When I flipped my tube, she thought it was hilarious. (It was.) When I couldn’t get back on it and two women had to hoist me up, the laughter turned to gales.

When we finally linked up, clinging to one another’s tubes, along with my niece, and begging my husband to steer us along to the exit point, the laughter was a salve.

Constant. Loud. Fun. At one point, I was laughing so hard, I could not open my eyes.

So perhaps this little tubing adventure was worth it. My husband and I fell into companionable laughter, too, and just carried on as if time stood still and it was the funniest moment on the planet.

Thankfully, we pulled my son back on track when he veered off into a fork of the river. The little boys had a great time altogether. My daughter swam the last hour of the trip.

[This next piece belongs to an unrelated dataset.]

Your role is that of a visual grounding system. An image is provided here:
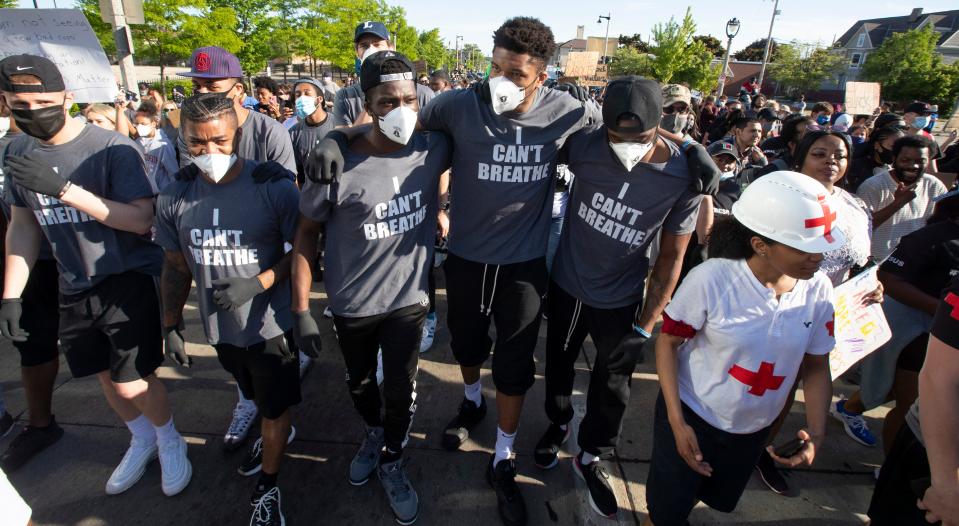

At points, the river was so shallow, a sandbar of pebbles rose up to beach us. At other points, it was just deep enough to swim along and push the tube.

I heard rumors of snapping turtles living in the river and kept my feet up from the mossy bottom. Later, my husband suggested that other things lived there, too, but we didn’t catch any leeches.

After one hour, my sister and I pulled out of the river, content to be done while the others floated onward to the end.

We drove our cars to pick them up at the mouth of the river. My eldest son and I swam across it to sand dunes and hiked a ways to Lake Michigan, which was warm and lapping in waves and glorious in sun.

We swam there, dwarfed by the ocean waves of last week but loving the clarity of Great Lakes water, so pristine, the bottom of the lake so satiny soft with sand.

The best part of a family vacation like this is falling into old roles that still serve us. Not the bickering dysfunction that can happen when family get together.

No, what I have always loved about my relationship with my sister is the way we can laugh together. We know each other better than we know most people in this world, and there is this silent link, like an electric current, that runs between us.

She laughs, and I have to laugh. We see each other across the room or across the river, and we both crack up.

And I remember in that moment all the times we’ve laughed together before. Hard. Hearty. From the depths of who we are.

At the very end, as we waited for our family to finish their ride, we sat on a bench and talked. About the people who are connected to us, about our memories, about our children and our husbands and our lives.

That’s the relationship between sisters. We can say anything to each other. And we can laugh in unison.